Esta sugerencia se opone radicalmente a la estrategia oficial seguida en Afganistán por las fuerzas aliadas de ocupación, cuya idea básica es proteger a la población de la violencia terrorista y así ganar su apoyo. Lamentablemente, el paso del tiempo muestra que la estrategia del «cuanto peor, mejor» que apunta el citado informe parece estar en pleno apogeo. Prueba reciente de ello ha sido el salvaje atentado terrorista perpetrado contra los fieles chiíes en Kabul el pasado 6 de diciembre, quizá el más brutal acto de guerra sucia que ha sufrido Afganistán.
Un terrorista suicida se infiltró entre los peregrinos que celebraban la Ashura, un día sagrado del calendario del islam chiita, en una compacta masa de hombres, mujeres y niños. La explosión provocó más de medio centenar de muertos y un elevado número de heridos. Entre las víctimas no se encontraban posibles «objetivos» de la violencia talibana (es decir, soldados o policías) y aunque un portavoz talibán negó su participación en la masacre, el atentado sirvió también para mostrar el creciente descontrol del terrorismo, capaz de infligir tan terrible sufrimiento a la población civil.

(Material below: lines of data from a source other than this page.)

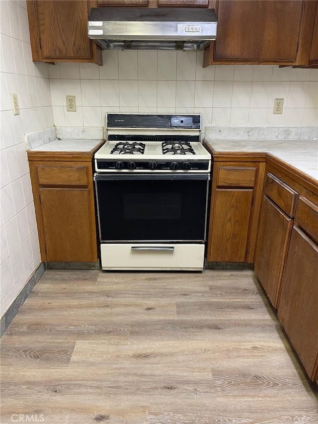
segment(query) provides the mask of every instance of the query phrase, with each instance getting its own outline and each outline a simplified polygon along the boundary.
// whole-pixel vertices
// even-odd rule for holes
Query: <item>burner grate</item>
[[[110,152],[111,155],[143,155],[146,145],[143,143],[117,143]]]
[[[195,155],[189,142],[171,140],[162,143],[162,153],[163,155]]]

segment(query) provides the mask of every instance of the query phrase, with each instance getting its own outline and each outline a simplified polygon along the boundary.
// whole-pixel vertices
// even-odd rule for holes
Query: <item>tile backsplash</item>
[[[24,134],[52,127],[48,65],[32,61],[26,2],[0,0],[0,315],[41,263]],[[20,114],[13,115],[11,94]]]
[[[107,111],[201,113],[203,126],[318,125],[318,69],[202,68],[202,52],[103,51],[103,66],[49,66],[56,125],[105,126]],[[76,96],[76,112],[65,97]],[[284,98],[281,115],[274,99]]]

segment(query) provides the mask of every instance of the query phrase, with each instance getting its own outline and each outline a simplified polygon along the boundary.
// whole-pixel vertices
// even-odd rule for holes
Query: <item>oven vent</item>
[[[195,135],[138,135],[109,134],[109,141],[200,141],[199,136]]]

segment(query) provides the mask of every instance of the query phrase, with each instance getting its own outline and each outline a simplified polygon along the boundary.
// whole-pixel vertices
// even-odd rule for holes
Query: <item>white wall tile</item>
[[[177,52],[158,52],[158,80],[171,80],[176,79]]]
[[[10,263],[13,278],[13,283],[16,284],[24,273],[22,251],[20,247],[17,249],[11,255]]]
[[[76,106],[76,112],[68,112],[64,109],[65,125],[67,127],[82,127],[84,125],[83,111],[81,106]]]
[[[16,215],[16,222],[20,244],[30,235],[26,209],[22,209],[20,212],[17,214]]]
[[[250,107],[268,107],[270,82],[253,81],[250,96]]]
[[[253,79],[254,66],[250,65],[235,66],[235,81],[251,81]]]
[[[118,79],[118,52],[103,50],[103,66],[99,67],[101,80]]]
[[[52,81],[52,80],[51,80]],[[56,80],[54,80],[56,81]],[[56,80],[59,81],[59,80]],[[76,106],[82,106],[82,89],[81,88],[80,80],[67,80],[63,79],[62,82],[62,93],[61,93],[61,97],[59,99],[60,102],[59,104],[53,104],[54,106],[62,106],[62,105],[66,106],[66,96],[75,96],[76,101]],[[95,84],[98,85],[99,82],[94,81]],[[86,93],[86,87],[87,85],[86,81],[82,82],[83,85],[85,87],[85,93]],[[92,87],[92,89],[93,87]],[[59,90],[59,88],[58,88]],[[89,88],[88,88],[88,93],[87,93],[88,96],[89,96]],[[52,95],[52,91],[51,91]],[[59,95],[59,94],[58,94]],[[53,100],[52,100],[53,101]]]
[[[177,81],[176,107],[194,106],[194,81]]]
[[[138,81],[138,105],[140,107],[157,107],[157,82]]]
[[[216,81],[233,81],[235,66],[231,65],[218,65],[215,67]]]
[[[138,81],[120,80],[119,101],[121,108],[138,107]]]
[[[212,107],[214,86],[213,81],[195,82],[195,107]]]
[[[158,81],[157,107],[175,107],[175,81]]]
[[[248,125],[255,127],[263,126],[266,124],[267,108],[250,108],[248,115]]]
[[[82,105],[101,106],[99,80],[81,80],[80,85]]]
[[[251,88],[251,81],[235,81],[233,83],[232,107],[249,107]]]
[[[118,80],[100,80],[102,106],[119,106],[119,84]]]
[[[95,63],[80,63],[80,78],[81,80],[99,80],[99,66]]]
[[[80,64],[78,63],[60,63],[61,78],[67,79],[79,80]]]
[[[196,54],[193,52],[177,52],[177,80],[194,81]]]
[[[287,126],[300,126],[303,124],[304,109],[286,109],[285,125]]]
[[[307,98],[307,93],[309,83],[292,82],[290,83],[288,99],[286,106],[287,107],[305,107]]]
[[[137,52],[118,52],[118,71],[120,80],[137,80]]]
[[[83,106],[83,119],[84,127],[102,126],[101,108],[100,106]]]
[[[11,255],[20,246],[18,226],[15,217],[5,224],[4,228],[9,254]]]
[[[157,52],[138,52],[138,80],[157,80]]]
[[[197,53],[195,79],[197,81],[214,81],[215,66],[213,65],[203,68],[203,52]]]
[[[25,202],[23,195],[23,189],[21,178],[17,179],[11,184],[12,194],[15,214],[25,207]]]

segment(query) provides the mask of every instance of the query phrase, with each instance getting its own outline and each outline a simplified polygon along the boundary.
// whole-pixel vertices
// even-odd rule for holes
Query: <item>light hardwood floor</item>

Algunos analistas que contemplan muy de cerca la evolución de la situación consideran que en febrero pasado se produjo un punto de inflexión con el sanguinario asalto a un banco en Jalalabad, donde los atracadores no buscaron botín alguno sino que se aplicaron a asesinar fríamente a varias decenas de clientes y empleados de la sucursal. Los detalles posteriormente difundidos sobre este asalto mostraron un brutal sadismo que contradice las instrucciones vigentes entre los talibanes de no dañar a la población. Desde entonces, muchos ataques de los talibanes han mostrado una violencia sin precedentes, hasta culminar en el citado atentado del día de Ashura.
Aunque la eliminación de cuadros de mando talibanes prosigue con éxito, según informes de la OTAN, la presión violenta que recomendaba el documento filtrado está transformando el modo de actuar de los terroristas hacia métodos más brutales, hasta el punto de que en su seno se refuerza el peso de las tendencias más extremistas en detrimento de los que podrían colaborar con el Gobierno afgano para avanzar hacia el final definitivo del conflicto.
Un responsable de la OTAN en Kabul respondió así a la acusación de que la estrategia adoptada iba en detrimento de la seguridad de la población: «No pretendemos hacer peores a los talibanes, pero si esto nos ayuda en algo, no nos vamos a quejar». La necesidad de concluir la guerra, aunque vaya en claro prejuicio de la población a la que nominalmente se trata de proteger, añade el conflicto afgano a la ominosa lista de situaciones bélicas regidas por el aforismo que abre este comentario: «cuanto peor, mejor».